Der Bund gibt beim Klima oft den Takt vor. Sind die Regeln auf Bundesebene förderlich für den kantonalen Klimaschutz?

Gerade die vorhin erwähnte Klimaschutzverordnung könnte Stolpersteine aus dem Weg räumen. Ebenso das Bundesgesetz über eine sichere Stromversorgung mit erneuerbaren Energien, das im Juni zur Abstimmung kommt. Die Förderung von erneuerbaren Energien würde durch letzteres stark erleichtert. Konkret hiesse das zum Beispiel: Ein Bauer, der erwägt, auf seinem Scheunendach eine Photovoltaik-Anlage zu installieren, müsste die neue Stromleitung zur Stromeinspeisung nur noch bis zu seiner Parzellengrenze bezahlen statt bis zum nächsten bestehenden Einspeisepunkt. Wird das Stromversorgungsgesetz umgesetzt, dürfte Photovoltaik für viele Bauern interessanter werden.

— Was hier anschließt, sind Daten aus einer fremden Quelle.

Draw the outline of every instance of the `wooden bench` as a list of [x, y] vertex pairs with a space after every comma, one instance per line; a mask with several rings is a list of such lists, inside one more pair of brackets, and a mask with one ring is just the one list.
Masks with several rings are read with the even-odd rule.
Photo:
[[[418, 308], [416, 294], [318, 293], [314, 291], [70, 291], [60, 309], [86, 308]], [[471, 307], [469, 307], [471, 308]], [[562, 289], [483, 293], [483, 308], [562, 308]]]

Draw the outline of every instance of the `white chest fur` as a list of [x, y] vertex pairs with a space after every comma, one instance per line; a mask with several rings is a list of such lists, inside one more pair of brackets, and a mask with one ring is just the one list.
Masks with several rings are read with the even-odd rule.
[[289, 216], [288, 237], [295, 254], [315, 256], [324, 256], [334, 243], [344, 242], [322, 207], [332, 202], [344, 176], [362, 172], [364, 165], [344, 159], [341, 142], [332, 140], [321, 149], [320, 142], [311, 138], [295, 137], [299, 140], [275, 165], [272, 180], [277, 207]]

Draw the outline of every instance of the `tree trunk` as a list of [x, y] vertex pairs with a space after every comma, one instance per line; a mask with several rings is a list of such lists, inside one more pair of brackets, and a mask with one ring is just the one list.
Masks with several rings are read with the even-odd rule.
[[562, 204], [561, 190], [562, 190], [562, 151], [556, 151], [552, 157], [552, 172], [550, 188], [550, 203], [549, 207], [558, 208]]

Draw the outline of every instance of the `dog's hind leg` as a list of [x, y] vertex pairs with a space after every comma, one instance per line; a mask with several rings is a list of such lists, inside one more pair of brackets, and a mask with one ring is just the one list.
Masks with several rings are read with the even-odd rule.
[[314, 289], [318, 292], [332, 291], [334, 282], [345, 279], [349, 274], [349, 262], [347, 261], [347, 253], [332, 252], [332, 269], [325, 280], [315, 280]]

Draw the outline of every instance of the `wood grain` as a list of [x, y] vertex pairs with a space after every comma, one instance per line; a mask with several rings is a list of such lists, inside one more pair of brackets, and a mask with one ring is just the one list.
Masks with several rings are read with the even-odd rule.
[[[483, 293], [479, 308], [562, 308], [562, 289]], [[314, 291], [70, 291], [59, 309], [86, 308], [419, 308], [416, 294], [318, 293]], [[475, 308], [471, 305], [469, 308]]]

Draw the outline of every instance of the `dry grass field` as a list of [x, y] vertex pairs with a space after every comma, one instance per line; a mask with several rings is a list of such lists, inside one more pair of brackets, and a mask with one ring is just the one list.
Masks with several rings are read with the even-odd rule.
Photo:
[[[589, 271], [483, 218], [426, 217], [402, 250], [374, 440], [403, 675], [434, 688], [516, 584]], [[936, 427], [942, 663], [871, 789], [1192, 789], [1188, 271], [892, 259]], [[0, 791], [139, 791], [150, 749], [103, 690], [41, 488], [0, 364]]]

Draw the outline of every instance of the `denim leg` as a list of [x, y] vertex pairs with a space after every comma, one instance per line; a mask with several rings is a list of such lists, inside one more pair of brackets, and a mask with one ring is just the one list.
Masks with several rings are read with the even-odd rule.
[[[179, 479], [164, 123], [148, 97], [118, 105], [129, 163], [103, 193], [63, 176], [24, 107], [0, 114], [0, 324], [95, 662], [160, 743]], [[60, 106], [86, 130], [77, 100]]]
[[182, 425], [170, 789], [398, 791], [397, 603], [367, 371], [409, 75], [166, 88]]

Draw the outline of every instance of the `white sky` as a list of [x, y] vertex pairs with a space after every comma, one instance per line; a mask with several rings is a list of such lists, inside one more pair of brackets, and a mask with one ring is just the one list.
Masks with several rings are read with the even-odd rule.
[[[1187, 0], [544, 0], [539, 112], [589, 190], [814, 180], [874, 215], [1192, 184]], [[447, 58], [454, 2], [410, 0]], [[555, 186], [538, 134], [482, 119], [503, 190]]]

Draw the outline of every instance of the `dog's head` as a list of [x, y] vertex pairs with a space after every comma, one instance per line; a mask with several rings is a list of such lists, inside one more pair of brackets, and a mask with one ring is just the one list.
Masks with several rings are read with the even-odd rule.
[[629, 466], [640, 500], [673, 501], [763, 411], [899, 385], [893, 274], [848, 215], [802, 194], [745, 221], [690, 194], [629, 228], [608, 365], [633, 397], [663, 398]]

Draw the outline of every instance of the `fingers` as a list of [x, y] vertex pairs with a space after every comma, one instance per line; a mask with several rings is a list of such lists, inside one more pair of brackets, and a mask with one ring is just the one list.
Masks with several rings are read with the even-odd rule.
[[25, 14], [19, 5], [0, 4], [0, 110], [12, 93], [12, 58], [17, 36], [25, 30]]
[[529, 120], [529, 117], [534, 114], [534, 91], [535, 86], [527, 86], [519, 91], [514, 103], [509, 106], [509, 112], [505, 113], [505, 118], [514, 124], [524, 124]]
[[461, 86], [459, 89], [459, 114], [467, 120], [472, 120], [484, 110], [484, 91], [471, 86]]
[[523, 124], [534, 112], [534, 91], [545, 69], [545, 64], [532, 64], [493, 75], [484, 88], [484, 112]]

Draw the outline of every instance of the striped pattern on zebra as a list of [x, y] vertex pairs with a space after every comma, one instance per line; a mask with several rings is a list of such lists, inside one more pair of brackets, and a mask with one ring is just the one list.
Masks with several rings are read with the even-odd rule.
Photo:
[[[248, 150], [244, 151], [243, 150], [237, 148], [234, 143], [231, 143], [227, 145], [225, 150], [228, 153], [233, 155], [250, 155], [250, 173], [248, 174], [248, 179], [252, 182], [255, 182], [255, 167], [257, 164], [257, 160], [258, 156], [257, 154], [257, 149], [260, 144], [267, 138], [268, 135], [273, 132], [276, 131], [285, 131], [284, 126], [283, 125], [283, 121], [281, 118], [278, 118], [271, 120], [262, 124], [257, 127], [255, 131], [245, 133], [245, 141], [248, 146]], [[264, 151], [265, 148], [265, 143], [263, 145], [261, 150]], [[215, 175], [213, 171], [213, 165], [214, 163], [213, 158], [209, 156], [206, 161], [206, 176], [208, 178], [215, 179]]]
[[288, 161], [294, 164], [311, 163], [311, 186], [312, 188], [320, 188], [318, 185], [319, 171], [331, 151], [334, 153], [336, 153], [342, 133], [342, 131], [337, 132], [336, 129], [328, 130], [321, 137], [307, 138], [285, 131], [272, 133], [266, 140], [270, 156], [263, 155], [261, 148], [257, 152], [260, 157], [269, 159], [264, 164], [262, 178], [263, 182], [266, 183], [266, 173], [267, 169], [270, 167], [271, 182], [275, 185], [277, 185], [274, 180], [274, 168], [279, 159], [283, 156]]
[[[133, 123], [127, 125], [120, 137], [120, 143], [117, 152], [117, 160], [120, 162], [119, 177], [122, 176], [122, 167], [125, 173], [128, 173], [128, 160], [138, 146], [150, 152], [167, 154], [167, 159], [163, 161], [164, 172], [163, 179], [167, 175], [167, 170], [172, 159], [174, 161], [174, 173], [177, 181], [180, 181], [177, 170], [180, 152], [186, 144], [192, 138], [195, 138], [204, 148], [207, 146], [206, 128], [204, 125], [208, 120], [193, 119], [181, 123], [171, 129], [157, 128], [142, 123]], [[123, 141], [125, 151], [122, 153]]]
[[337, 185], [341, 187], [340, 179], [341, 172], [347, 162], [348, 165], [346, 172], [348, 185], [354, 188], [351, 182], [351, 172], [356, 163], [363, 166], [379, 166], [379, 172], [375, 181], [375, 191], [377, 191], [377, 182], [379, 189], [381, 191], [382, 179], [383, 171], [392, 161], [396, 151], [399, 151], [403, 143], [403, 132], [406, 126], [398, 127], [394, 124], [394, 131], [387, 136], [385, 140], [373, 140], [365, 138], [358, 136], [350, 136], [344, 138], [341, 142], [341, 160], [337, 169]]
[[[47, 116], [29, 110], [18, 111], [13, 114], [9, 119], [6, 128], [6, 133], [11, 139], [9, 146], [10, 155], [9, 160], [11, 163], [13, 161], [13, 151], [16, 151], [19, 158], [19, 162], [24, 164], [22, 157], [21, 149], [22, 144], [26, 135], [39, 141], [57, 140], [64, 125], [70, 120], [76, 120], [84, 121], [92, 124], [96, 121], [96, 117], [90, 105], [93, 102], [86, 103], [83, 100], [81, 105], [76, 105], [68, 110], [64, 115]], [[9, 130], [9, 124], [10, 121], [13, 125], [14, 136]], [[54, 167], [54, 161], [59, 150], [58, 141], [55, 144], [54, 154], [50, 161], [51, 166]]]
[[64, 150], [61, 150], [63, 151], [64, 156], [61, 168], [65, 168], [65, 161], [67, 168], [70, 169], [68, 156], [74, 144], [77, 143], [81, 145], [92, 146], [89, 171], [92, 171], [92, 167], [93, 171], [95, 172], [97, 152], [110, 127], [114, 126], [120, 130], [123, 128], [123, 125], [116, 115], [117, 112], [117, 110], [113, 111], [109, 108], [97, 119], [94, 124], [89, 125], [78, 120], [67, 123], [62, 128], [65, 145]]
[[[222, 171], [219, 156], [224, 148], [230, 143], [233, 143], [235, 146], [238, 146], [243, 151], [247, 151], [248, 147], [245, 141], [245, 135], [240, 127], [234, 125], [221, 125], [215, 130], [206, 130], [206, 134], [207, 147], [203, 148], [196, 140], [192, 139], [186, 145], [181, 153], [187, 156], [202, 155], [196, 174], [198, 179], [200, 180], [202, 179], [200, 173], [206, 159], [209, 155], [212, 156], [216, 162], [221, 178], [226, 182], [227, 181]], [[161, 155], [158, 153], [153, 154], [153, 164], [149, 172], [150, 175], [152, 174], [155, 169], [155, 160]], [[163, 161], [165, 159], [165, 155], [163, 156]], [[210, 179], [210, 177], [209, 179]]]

National, kantonal und teils auch kommunal passiert einiges. Hochkonjunktur hat das Thema Klima in der Öffentlichkeit trotzdem nicht gerade, es buhlt um Aufmerksamkeit mit Themen wie Vorsorge, höhere Lebenskosten, Ukrainekrieg. Ist das Momentum für einen grossen Wurf im Klimaschutz vorbei?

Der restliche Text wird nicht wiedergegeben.